College Football: Will Big 12 Dent the SEC's Strength of Schedule in 2013-14?

Lisa Horne@LisaHornePac-12 and Big 12 Lead WriterJuly 1, 2013

TEMPE, AZ - DECEMBER 29:  tight end Griffin Gilbert #87 of the TCU Horned Frogs during the Buffalo Wild Wings Bowl against the Michigan State Spartans at Sun Devil Stadium on December 29, 2012 in Tempe, Arizona. The Spartans defeated the Horned Frogs 17-16.  (Photo by Christian Petersen/Getty Images)
Christian Petersen/Getty Images

The Big 12 could water down the Southeastern Conference's strength of schedule with a 1-2 punch on college football's opening weekend.

On August 31, Texas Christian University plays Louisiana State University in Arlington and Oklahoma State University plays Mississippi State University in Houston.

The Big 12 could use a boost in credibility, since Kansas State lost 35-17 to Oregon in the Fiesta Bowl and Oklahoma lost 41-13 to Texas A&M in the Cotton Bowl Classic. Those were the league's highest-tiered bowls.

But that was last year.

This year, Oklahoma State and TCU should contend for the Big 12 crown.
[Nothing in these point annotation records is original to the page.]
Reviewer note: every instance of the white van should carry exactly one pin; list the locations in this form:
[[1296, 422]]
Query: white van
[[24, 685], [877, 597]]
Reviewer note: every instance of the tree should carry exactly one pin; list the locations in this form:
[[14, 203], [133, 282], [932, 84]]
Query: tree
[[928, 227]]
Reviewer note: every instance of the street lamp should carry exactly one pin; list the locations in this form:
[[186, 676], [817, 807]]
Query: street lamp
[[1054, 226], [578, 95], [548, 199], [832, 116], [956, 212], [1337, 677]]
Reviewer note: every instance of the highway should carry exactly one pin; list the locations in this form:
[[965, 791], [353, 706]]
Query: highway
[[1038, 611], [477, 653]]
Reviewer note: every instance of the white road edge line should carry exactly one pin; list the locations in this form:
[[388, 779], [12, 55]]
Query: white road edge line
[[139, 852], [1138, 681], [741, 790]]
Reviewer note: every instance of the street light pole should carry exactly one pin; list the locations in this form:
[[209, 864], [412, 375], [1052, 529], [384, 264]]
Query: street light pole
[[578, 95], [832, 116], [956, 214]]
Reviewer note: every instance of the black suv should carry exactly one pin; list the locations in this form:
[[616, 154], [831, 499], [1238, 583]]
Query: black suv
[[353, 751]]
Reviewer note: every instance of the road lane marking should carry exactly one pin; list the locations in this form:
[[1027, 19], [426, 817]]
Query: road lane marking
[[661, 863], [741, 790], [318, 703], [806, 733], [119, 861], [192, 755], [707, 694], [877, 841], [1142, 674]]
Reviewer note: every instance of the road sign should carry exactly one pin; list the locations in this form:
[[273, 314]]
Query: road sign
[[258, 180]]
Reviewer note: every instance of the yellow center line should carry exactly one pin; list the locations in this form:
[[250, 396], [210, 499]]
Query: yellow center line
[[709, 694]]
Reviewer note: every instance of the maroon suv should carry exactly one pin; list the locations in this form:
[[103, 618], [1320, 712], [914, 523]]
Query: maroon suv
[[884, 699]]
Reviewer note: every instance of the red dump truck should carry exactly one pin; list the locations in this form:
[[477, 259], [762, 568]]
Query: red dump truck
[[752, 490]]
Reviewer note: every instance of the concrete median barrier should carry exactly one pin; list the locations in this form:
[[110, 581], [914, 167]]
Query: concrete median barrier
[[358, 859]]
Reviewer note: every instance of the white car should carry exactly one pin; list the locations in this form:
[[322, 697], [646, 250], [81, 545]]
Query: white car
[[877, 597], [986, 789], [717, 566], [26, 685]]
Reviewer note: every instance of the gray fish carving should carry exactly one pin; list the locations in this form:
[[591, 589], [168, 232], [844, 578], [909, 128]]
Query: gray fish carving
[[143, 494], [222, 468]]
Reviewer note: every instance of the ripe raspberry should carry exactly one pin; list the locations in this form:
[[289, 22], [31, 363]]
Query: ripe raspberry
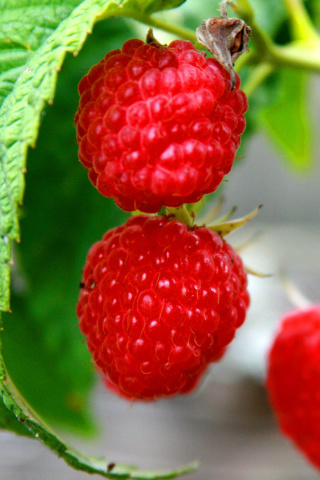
[[158, 125], [293, 379], [159, 303]]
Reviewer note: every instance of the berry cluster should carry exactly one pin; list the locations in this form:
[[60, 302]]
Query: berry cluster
[[158, 125], [159, 303], [293, 379]]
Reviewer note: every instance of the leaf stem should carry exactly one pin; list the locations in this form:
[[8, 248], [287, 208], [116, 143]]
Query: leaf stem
[[141, 17]]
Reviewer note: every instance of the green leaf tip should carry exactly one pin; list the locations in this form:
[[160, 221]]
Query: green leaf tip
[[19, 417]]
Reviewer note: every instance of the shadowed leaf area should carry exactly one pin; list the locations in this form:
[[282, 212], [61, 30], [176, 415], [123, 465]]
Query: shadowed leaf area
[[62, 215]]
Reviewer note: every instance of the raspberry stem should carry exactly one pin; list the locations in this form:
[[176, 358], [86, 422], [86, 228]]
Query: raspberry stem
[[181, 214], [141, 17]]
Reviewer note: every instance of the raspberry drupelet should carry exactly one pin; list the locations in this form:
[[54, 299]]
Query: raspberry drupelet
[[159, 302], [158, 125]]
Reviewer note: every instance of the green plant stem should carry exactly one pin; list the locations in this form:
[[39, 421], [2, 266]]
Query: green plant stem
[[301, 55], [181, 214], [302, 26], [141, 17], [259, 74]]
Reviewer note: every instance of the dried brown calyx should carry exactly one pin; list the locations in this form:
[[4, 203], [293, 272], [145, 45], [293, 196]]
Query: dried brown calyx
[[226, 38]]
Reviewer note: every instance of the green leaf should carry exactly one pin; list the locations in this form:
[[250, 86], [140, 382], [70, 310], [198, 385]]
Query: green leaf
[[22, 411], [62, 216], [269, 15], [40, 36], [288, 122]]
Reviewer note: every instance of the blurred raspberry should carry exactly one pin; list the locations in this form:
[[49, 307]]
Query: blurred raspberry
[[158, 125], [293, 379]]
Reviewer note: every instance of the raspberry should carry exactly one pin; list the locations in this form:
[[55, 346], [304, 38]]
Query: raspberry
[[159, 302], [158, 125], [293, 379]]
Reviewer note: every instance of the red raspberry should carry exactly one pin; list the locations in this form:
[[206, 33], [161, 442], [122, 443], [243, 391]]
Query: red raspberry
[[293, 379], [159, 303], [158, 125]]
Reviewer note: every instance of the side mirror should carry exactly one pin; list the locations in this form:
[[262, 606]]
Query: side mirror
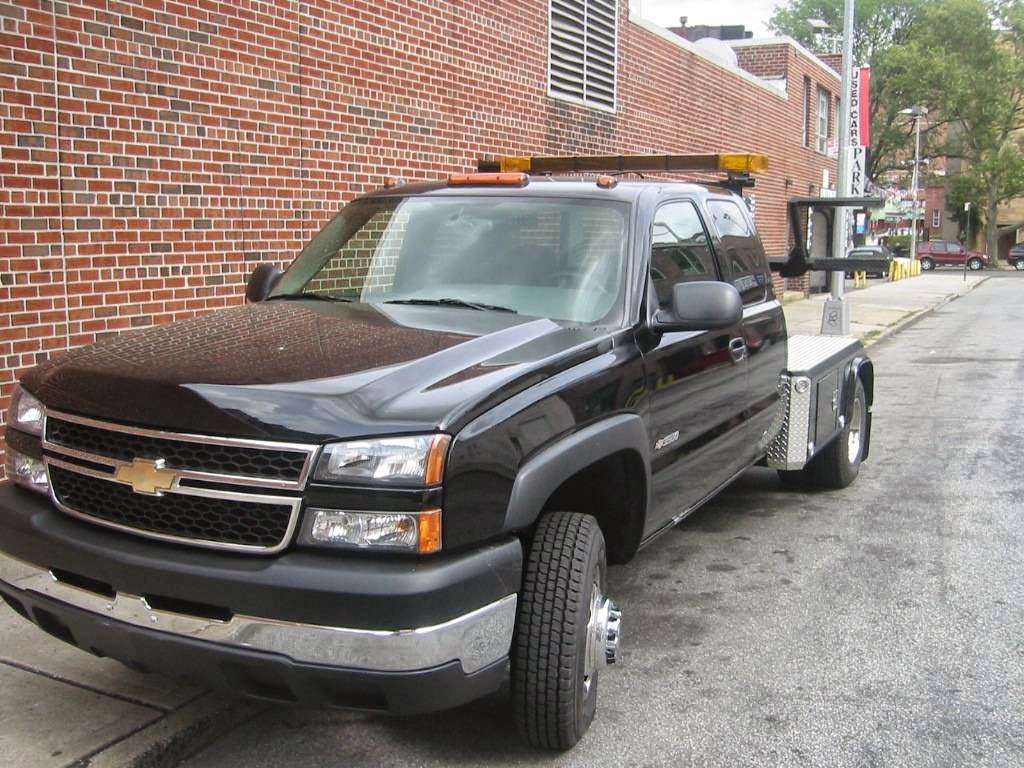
[[261, 282], [705, 305]]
The Cowboys return 15 starters and the Horned Frogs return 16. Can they beat two very good SEC teams?

While the SEC does not venture out of the South's comfy confines very often, it has been open to playing games against BCS opponents in neutral venues. Arlington is not neutral. It is just a 30-minute drive east on the Tom Landry Freeway from TCU's home in Fort Worth.

If TCU beats LSU, the shock waves will be felt because a former Mountain West team will have beaten a squad from the toughest division in college football.

Alabama and LSU are the West's heavyweights, but Texas A&M is rising up quickly. Because they play in the SEC West, the Tide's schedule is usually never questioned. This year, it appears to be very, very soft.

Alabama plays five 2012 bowl teams—only three had winning regular-season records last year. That won't help Alabama's SOS unless Auburn, Kentucky, Tennessee and Arkansas go on a tear this year.

Alabama needs LSU to have a 10- or 11-win season to help its SOS. An LSU loss to TCU will diminish the SEC's contention that the reason for its teams' mediocre or losing season records is that its teams beat up on each other. A TCU win moots that point. 

The Tigers defense has been a strength of the team, but it lost all four starting linemen to the 2013 NFL draft. Though the defense returns a total of four starters, the roster is loaded with great potential. LSU may finally have a quarterback who can field a great offense—Zach Mettenberger had an impressive spring.

The running back situation is concerning. Jeremy Hill was arrested on a battery charge in April. Hill was suspended from the team, but if he is found guilty, he will have violated his two-year probation stemming from a 2012 incident involving a minor.

TCU has an outstanding defense including Big 12 Defensive Player of the Year Devonte Fields and All-American cornerback Jason Verrett. Quarterbacks Casey Pachall and Trevone Boykin have starting experience and every unit returns largely intact.

All the pieces are in place for a BCS run.

LSU head coach Les Miles has a knack for overachieving in years when his team's outlook is tempered. This looks like one of those years. A win by LSU is expected. A loss will be devastating to the conference.

Mississippi State is a program dying to get respect. The Bulldogs have improved greatly, with three consecutive winning seasons and three consecutive bowl berths. They have also been a little overrated.

Last year, the Bulldogs posted an 8-5 season, but lost to Northwestern in the Gator Bowl. Their victories came against Jackson State, Auburn, Troy, South Alabama, Kentucky, Tennessee, Middle Tennessee State and Arkansas. The FBS teams had a combined 29-56 record. 

Oklahoma State's offense has always impressed, but its defense has been panned by critics. The Cowboys defense is probably underrated.

Last year, the Cowboys beat Louisiana 65-24. No. 7 Florida beat Louisiana 27-20. Oklahoma State clearly outperformed Florida against a shared opponent, but still got labeled with the no-defense tag.

Against high-octane offenses, Mississippi State does not fare well. Three of the top four SEC offenses scored at least 38 points on the Bulldogs. They lost to Alabama 38-7, Texas A&M 38-13 and Mississippi 41-24.

Unless the defense improves—the unit returns just five starters—Oklahoma State may be too much to handle.

Losing to two Big 12 teams on college football's opening weekend is not the end of the world, but it will have proved one thing. Maybe two. 

The SEC West is beatable. 

And the Big 12 is better than the so-called experts believe.